Nadie
comprende a nadie, nadie quiere pararse a pensar para entender los
motivos ajenos. Por ejemplo, de un joven que decide poner tierra de por
medio para ayudar a otros adolescentes igualmente perdidos. Vivimos,
viven, lo dice Piñeyro, encapsulados, con una especie de anestesia en el
alma que nos impide pensar, temer o amar demasiado, porque amar duele,
porque cuando amas quizá es cuando más daño haces, porque perdonar al
otro y a ti mismo cuesta horrores, porque, en el fondo, si estamos
emocionalmente dormidos, no sufriremos.

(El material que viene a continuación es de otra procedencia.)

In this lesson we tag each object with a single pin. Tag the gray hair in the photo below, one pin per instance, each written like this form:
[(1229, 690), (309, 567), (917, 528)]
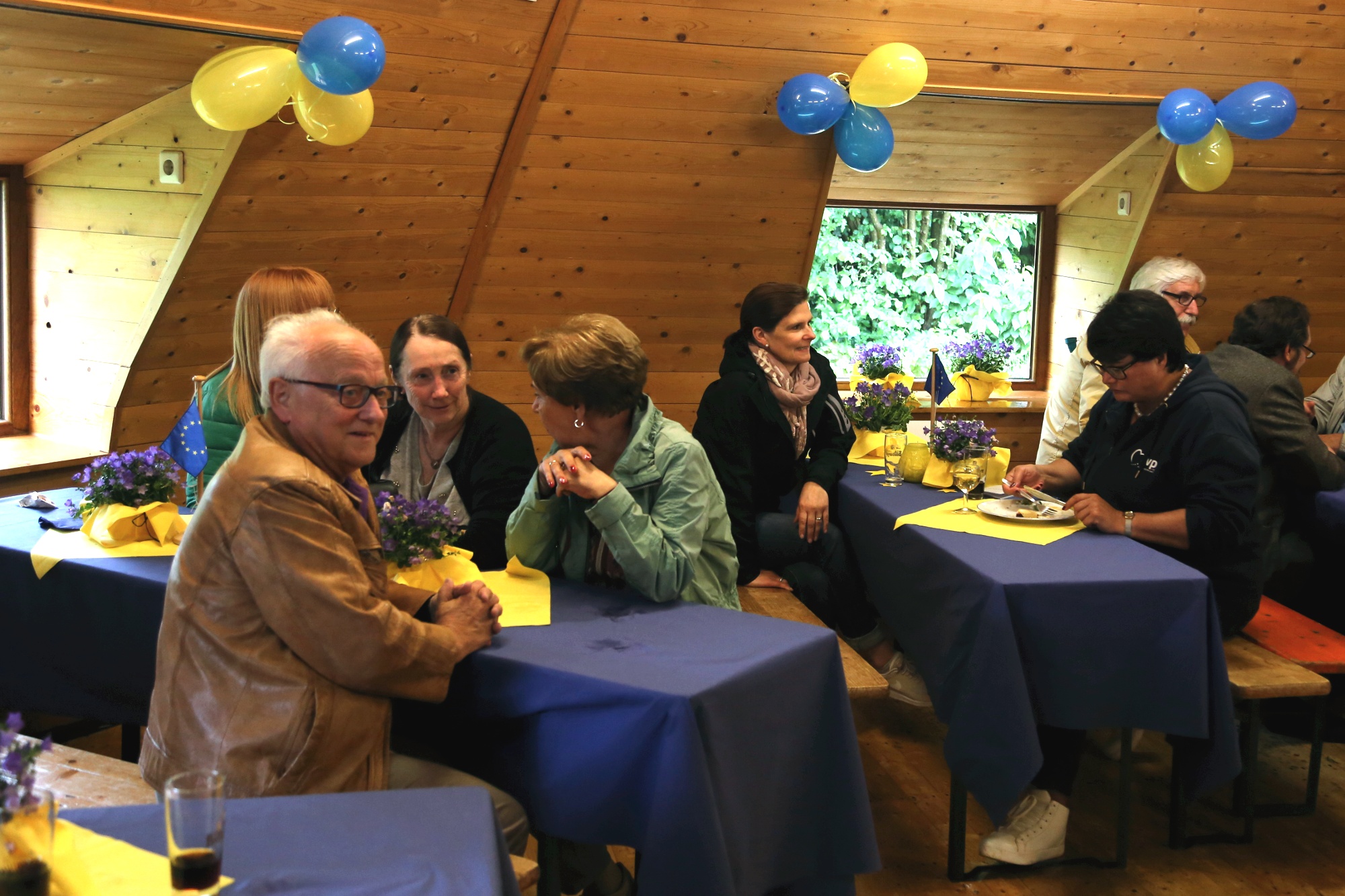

La madre de Félix lleva una
existencia que, de fachada al menos, parece estable y llena de sentido,
aunque esté sola cuando termina de trabajar y tenga un hijo (Mario
Casas, que ha madurado gracias a este filme, y eso va más allá de la
cojera y la barba), que, también solo, habita un lugar destartalado a
muchos kilómetros de distancia junto al mar y todavía, cuando se
acuerda, sufre por una mujer a la que abandonó por cobardía. Pero un
niño decide viajar solo para conocer a su verdadero padre y dinamitará
la acción de «Ismael», una película intimista que apela a la emoción
intentando no pisar tierra demasiado abiertamente sensiblera (lo que
consigue, en buena medida, gracias a las valiosas escenas que comparten
Belén Rueda y Sergi López en un principio de romance aunque ella tenga
recelo), donde todos los personajes parece que, de pronto, comienzan a
decidir que ya es hora de cambiar. O de abrir los ojos lentamente.